Experiment with different cloud layers to get the look you want. The "Detail amount" setting in particular will really enhance the image, but don't overdo it. You can right-click and drag the mouse to look around in the main panel, so be sure to take a look around to see how the clouds affect the entire sky.
To edit the sunlight properties in Vue, select the sunlight object in the World Browser on the right side of the main window.
You can match the exact rotation of the default sunlight angle in Leadwerks to make your skybox line up exactly to the scene lighting. The default sunlight angle in Leadwerks is (55,-35,0). In Vue this corresponds to the values (145,0,215). To get these values we add 90 degrees to the pitch and subtract the yaw from 180. Note in Vue the order of the yaw and roll are switched.
The sun color is very important for the overall composition of our image. In real life we're used to seeing a very high range of light levels in the sky. Computer monitors cannot represent the same range of colors, so images can easily become washed out and lose details. We want to adjust the sun color so we can get the most detail within the spectrum of a 32-bit color display. Like the rotation, the sun color can be modified in the sun properties.
If the sunlight color is too bright, the image will be overexposed and the cloud shape will become washed out.
If the sunlight is too dark, it will look gray and desaturated.
The right sun brightness will give a balanced look between bright spots and shadows. This is the part in the process that requires the most artistic sense. It's a good idea to look at some screenshots or photos for comparison as you adjust your settings.

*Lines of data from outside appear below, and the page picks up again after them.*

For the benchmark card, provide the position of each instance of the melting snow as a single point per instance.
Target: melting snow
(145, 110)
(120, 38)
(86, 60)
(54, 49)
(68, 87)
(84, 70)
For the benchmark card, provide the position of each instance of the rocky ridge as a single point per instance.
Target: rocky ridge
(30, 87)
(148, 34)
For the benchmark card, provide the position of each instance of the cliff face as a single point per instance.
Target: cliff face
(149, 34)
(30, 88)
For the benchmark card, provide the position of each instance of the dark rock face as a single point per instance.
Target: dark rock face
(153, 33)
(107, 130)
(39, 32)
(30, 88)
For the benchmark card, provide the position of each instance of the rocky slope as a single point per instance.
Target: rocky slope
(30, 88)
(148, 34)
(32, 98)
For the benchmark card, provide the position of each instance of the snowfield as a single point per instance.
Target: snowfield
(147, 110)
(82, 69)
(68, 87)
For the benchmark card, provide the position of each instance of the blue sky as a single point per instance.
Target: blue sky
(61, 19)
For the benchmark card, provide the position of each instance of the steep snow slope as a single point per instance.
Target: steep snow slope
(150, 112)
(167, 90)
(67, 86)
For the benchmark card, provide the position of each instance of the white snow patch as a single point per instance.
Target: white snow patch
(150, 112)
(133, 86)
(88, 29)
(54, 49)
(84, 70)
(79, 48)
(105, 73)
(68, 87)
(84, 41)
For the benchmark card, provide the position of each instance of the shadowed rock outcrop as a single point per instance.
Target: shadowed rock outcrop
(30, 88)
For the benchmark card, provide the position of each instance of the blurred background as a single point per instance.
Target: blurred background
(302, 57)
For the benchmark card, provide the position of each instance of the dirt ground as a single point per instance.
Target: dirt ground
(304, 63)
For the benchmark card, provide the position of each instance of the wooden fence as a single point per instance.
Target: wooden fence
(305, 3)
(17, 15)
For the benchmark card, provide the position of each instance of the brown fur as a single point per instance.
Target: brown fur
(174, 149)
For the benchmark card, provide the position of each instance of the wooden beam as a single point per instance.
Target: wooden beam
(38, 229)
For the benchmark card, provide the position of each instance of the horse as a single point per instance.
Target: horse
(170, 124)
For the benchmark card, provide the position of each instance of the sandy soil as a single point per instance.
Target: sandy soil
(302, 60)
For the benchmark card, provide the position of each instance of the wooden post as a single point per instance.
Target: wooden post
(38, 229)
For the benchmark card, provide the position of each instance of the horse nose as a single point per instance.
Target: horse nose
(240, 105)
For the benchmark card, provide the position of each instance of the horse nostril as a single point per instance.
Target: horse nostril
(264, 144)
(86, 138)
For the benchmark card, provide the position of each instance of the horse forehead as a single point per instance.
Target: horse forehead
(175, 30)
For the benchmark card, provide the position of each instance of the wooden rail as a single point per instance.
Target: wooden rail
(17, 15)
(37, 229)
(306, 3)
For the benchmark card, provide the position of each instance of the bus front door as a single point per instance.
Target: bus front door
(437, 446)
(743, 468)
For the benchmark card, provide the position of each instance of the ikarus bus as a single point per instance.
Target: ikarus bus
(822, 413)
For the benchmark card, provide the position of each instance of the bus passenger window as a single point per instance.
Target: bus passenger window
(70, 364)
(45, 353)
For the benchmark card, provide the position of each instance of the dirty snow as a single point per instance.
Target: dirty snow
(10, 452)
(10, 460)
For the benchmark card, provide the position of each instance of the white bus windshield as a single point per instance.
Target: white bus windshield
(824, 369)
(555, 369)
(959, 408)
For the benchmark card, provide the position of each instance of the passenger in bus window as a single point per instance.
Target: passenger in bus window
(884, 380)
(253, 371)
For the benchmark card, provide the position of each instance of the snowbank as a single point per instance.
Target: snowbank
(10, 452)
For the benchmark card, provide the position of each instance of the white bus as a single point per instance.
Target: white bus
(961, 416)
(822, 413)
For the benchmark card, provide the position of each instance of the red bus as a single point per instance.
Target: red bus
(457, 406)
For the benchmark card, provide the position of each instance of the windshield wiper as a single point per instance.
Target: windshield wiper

You will get quite a lot of variation in brightness across the sky, so be sure to take a look around the whole scene when you are adjusting lighting. You can also adjust the main camera's exposure value to vary the brightness of the rendered image.
To export our skybox the exporter module must be installed. Select the File > Export Sky menu item and the export dialog will appear.
The "Supporting geometry" setting should be set to "Cube". Set the X value to 1536 and the Y value to 2048. This controls the width and height of the saved image. When we press the OK button, the sky will be rendered out into a vertical cube cross with those dimensions. Each face of the cubemap will be 512x512 pixels.
By default, your skybox will be exported to the file "Documents\e-on software\Vue 2015\Objects\Atmosphere.bmp". The exported cube cross is a nonstandard orientation. To convert this into a cubemap strip ready to load in Leadwerks, use the FixVueCubemap.exe utility posted above. Drag your exported image file onto the executable, and it will save out a cube strip in PNG format that is ready to load in Leadwerks.
To import your skybox into Leadwerks, just drag the cubemap strip PNG file onto the Leadwerks main window. Open the converted texture from the Leadwerks Asset Browser. Set the texture mode to "Cubemap", uncheck the "Generate Mipmaps" checkbox, and check the clamp mode for the X, Y, and Z axes. Press the Save button to reconvert the texture and it will appear in a 3D view.
You can use the skybox in the current map by selecting it in the scene settings.
For the final render, we want each cubemap face to be 1024x1024 pixels. However, we can get a better quality image if we render at a larger resolution and then downsample the image. In Vue, select the File > Export menu item again to open the export dialog. This time enter 6144 for the X value and 8192 for the Y value. Don't press the OK button until you are ready to take a long break, because the image will take a long time to render. When you're done you will have a huge image file of your skybox with a 2048x2048 area for each cubemap face.
If we resize the image file in a regular paint program, it will create seams along the edges of the cubemap faces. Instead, we're going to pass a parameter to the conversion utility to tell it to downsample the image by a factor of 50%. The "downsample.bat" file is set up to do this, so just double-click on this to launch the executable with the correct parameters. The resulting cubemap strip will be 6144x1024 pixels, with a 1024x1024 area for each face. However, due to the original rendering resolution this will appear less grainy then if we had rendered directly to this resolution.
Import this texture into Leadwerks as before and enjoy your finished high-quality skybox. Always do a low-resolution pass before rendering the final image, as it can take a long time to process.